Senate debates

Monday, 24 March 2014

Matters of Public Importance

Abbott Government

4:35 pm

Photo of Alan EgglestonAlan Eggleston (WA, Liberal Party) Share this | Hansard source

There is no doubt that financial relationships between the states and the Commonwealth government have changed radically since the federal Constitution was written and the Commonwealth was established. Clearly, the problems which now exist need to be reviewed. In the original Constitution, it was the states who had income tax powers, and they were handed over to the Commonwealth as an emergency measure during World War II. While this meant that some states got more money than others, nevertheless, that was the system that existed. But, when Malcolm Fraser sought to hand the income taxing powers back to the states, there was no agreement to do so because the less wealthy states did much better under the Commonwealth system of collecting taxation and then distributing it on the basis of some sort of horizontal fiscal equalisation than they did relying on their own resources.

The fact remains that the states do have enormous responsibilities for education, health services and infrastructure. In Western Australia, for example, where I come from, although we only have 10 per cent of the Australian population we have 33 per cent of the land area—a third of the area of Australia—so we have a need for extra finance for important infrastructure, such as roads, and because Western Australia is so vast. Almost in every town you have to duplicate schools and hospital services because regionalisation just does not work with the great distances between these centres.

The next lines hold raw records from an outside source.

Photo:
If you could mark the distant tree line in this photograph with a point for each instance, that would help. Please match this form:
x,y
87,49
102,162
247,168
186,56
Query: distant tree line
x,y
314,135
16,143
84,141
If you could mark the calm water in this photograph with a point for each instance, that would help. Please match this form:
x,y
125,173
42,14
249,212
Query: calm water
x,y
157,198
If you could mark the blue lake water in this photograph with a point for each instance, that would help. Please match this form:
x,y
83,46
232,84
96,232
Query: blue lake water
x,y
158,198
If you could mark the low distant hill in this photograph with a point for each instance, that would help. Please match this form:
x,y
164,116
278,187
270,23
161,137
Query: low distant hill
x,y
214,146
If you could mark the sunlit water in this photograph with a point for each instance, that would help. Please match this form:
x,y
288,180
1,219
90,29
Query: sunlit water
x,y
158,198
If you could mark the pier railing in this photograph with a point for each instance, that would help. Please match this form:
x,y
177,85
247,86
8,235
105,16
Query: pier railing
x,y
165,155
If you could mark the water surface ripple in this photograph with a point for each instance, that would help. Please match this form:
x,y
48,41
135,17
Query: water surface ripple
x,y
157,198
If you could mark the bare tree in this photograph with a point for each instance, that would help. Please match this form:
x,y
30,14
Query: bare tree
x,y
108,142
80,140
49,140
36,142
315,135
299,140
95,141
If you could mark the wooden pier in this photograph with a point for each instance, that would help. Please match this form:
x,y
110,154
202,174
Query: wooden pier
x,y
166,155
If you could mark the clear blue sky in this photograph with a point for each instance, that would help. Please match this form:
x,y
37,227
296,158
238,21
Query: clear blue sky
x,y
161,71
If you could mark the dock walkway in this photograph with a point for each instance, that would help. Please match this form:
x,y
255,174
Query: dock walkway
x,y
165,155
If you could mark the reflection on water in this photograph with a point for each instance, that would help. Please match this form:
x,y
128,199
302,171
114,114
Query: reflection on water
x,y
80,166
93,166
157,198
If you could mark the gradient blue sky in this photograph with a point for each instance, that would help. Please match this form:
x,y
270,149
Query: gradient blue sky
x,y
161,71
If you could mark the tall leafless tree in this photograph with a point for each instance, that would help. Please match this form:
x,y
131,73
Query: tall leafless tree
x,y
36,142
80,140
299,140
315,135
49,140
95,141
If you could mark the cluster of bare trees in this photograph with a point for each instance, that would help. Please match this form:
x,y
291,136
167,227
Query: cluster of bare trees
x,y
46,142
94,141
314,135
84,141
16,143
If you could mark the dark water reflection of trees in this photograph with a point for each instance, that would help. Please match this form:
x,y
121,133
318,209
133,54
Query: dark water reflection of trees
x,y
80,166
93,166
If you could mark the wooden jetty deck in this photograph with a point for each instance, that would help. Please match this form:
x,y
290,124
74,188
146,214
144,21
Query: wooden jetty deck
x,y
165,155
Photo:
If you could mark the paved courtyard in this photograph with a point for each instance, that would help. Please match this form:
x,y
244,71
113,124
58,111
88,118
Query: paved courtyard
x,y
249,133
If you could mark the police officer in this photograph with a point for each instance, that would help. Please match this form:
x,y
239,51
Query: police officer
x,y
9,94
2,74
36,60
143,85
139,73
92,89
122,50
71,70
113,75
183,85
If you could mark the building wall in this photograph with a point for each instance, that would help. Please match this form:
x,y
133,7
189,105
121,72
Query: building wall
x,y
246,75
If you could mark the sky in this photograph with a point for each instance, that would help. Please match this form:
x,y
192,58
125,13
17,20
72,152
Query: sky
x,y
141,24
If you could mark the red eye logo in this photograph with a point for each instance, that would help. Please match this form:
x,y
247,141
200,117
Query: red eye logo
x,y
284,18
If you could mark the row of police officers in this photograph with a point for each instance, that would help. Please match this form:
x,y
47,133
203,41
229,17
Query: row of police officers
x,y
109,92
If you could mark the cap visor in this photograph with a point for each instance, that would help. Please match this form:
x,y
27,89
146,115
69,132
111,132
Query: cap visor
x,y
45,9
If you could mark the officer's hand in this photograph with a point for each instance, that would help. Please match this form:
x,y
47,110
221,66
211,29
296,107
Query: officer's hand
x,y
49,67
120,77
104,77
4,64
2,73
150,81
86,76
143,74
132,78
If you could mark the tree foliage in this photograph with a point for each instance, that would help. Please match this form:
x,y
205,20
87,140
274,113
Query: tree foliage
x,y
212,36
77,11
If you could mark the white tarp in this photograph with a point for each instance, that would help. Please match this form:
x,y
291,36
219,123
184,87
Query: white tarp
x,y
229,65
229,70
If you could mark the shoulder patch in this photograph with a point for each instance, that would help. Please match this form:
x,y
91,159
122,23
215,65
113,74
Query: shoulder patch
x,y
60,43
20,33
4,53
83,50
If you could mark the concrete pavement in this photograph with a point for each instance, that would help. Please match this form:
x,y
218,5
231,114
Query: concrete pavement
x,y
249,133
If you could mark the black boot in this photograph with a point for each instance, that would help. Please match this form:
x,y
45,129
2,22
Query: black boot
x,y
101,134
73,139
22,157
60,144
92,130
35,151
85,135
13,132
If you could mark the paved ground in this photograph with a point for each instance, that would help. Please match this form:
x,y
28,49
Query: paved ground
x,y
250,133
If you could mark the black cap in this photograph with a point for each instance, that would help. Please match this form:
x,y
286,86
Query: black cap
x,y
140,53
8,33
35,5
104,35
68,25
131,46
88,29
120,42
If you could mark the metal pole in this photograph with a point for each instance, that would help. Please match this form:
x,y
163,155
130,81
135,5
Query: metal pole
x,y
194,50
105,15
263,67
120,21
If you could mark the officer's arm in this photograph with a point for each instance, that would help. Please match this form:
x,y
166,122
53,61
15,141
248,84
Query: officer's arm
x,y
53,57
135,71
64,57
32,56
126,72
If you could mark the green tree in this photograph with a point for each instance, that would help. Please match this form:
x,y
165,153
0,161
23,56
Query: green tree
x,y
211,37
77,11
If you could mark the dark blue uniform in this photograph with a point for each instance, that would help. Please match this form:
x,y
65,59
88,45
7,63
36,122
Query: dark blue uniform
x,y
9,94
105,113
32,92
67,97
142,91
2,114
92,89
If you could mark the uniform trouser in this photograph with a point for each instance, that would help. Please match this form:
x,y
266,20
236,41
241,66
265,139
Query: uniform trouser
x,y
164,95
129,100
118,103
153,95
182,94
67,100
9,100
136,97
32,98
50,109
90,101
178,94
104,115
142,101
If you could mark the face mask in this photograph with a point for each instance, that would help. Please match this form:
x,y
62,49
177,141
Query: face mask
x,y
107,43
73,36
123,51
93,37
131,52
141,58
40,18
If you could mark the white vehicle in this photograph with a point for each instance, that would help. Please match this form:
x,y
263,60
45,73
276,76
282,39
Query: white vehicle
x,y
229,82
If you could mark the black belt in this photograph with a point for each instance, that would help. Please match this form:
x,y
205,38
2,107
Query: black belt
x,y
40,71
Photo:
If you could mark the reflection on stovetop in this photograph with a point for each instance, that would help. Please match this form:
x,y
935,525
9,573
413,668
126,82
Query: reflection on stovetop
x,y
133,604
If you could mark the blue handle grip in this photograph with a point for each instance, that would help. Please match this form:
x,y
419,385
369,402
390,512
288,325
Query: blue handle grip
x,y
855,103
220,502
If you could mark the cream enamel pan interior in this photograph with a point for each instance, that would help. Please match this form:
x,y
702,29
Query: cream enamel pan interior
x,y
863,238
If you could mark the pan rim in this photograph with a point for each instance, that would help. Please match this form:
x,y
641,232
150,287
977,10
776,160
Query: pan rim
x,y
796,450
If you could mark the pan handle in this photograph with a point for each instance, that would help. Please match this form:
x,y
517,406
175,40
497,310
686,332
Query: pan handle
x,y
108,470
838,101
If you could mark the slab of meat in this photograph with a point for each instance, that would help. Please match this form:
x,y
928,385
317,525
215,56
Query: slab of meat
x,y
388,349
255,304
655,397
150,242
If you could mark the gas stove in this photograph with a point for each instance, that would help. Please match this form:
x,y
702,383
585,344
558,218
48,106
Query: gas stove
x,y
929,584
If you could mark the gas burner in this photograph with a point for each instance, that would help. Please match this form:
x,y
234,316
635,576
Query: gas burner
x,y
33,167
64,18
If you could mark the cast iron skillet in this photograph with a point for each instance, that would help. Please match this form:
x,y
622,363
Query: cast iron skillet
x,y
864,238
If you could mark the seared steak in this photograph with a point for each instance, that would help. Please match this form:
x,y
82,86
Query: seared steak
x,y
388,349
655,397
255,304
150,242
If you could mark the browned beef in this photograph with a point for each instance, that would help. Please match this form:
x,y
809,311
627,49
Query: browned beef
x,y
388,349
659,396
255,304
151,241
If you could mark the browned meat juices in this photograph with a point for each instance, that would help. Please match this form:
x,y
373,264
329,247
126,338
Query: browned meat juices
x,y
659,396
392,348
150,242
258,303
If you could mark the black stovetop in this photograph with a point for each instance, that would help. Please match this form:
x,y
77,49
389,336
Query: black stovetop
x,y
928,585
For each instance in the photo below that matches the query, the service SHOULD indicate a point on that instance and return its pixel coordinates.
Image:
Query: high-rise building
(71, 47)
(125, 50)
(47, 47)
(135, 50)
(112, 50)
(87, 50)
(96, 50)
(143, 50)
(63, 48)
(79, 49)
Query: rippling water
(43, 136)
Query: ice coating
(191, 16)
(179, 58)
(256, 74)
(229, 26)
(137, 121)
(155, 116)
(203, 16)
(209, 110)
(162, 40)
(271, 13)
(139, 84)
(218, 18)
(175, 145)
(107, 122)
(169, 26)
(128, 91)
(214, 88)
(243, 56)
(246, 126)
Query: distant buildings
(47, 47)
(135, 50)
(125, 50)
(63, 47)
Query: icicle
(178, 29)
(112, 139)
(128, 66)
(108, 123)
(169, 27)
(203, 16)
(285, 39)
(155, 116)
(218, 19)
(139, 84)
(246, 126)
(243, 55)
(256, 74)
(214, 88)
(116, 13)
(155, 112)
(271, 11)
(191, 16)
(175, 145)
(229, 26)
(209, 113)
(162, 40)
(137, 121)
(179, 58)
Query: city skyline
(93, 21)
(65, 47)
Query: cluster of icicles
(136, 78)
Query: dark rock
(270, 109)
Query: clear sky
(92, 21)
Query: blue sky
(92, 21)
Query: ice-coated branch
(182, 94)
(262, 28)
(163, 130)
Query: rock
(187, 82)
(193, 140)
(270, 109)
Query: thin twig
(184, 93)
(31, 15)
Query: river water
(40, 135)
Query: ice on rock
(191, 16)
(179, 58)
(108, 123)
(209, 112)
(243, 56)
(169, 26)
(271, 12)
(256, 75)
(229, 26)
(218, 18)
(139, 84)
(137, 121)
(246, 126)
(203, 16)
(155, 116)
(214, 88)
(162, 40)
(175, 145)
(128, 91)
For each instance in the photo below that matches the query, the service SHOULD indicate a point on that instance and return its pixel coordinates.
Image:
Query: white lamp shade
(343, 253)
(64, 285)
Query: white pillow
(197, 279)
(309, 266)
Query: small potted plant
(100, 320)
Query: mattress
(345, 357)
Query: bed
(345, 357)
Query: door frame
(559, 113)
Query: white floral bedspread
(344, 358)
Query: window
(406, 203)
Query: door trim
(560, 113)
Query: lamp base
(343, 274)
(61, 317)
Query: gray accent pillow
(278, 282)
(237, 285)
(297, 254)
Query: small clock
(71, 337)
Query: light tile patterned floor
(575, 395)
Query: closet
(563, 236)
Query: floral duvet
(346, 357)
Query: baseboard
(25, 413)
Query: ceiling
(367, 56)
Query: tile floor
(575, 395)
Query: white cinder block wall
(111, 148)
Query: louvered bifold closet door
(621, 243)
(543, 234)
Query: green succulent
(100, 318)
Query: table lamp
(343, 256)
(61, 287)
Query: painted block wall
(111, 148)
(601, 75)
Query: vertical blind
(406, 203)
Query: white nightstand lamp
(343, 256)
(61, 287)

John Howard introduced the GST as a funding stream for the states, but this has not assisted, because of the formula under which the money is distributed. Under that formula, Western Australia—again, taking a very parochial Western Australian point of view—has missed out. Premier Colin Barnett has said that he is dismayed by the share of the GST allocated to Western Australia. He said that if the projections did not change he would have no choice but to significantly raise taxes in Western Australia, which would be an added burden on the people there. At this stage, Western Australia only get 45c in the dollar of our GST. The Northern Territory, for example, would be getting more than Western Australia—while we in Western Australia have 10 times the population of the Northern Territory, Mr Barnett said.

So there really is a need to review Commonwealth-state financial relations. It is not an argument which is sustainable to say that this audit of Commonwealth finances should not go ahead. It is quite clearly the intention of the Abbott government, with this audit, to take a root-and-branch look at the whole spectrum of Commonwealth-state financial relationships and the way that various services are funded in this country. This can only be regarded as a very laudable objective.

We should look around the world at what other federations do. In Germany there is a totally different formula for the distribution of money to the states, which seems in many ways to be a fairer system than we have in Australia. In Canada, where they have provinces, as we have states, the distribution of funds from Ottawa to the provinces seems to be fairer and more balanced than in Australia. Not only do we have to consider the needs of the states, but, as has been said today already, we have the problem of the ageing Australian population and the implications of needing to care for a country in which something like 25 per cent of the population will be over 70 within a few years. We also have to think about the repayment of the huge debt left by the Labor administration.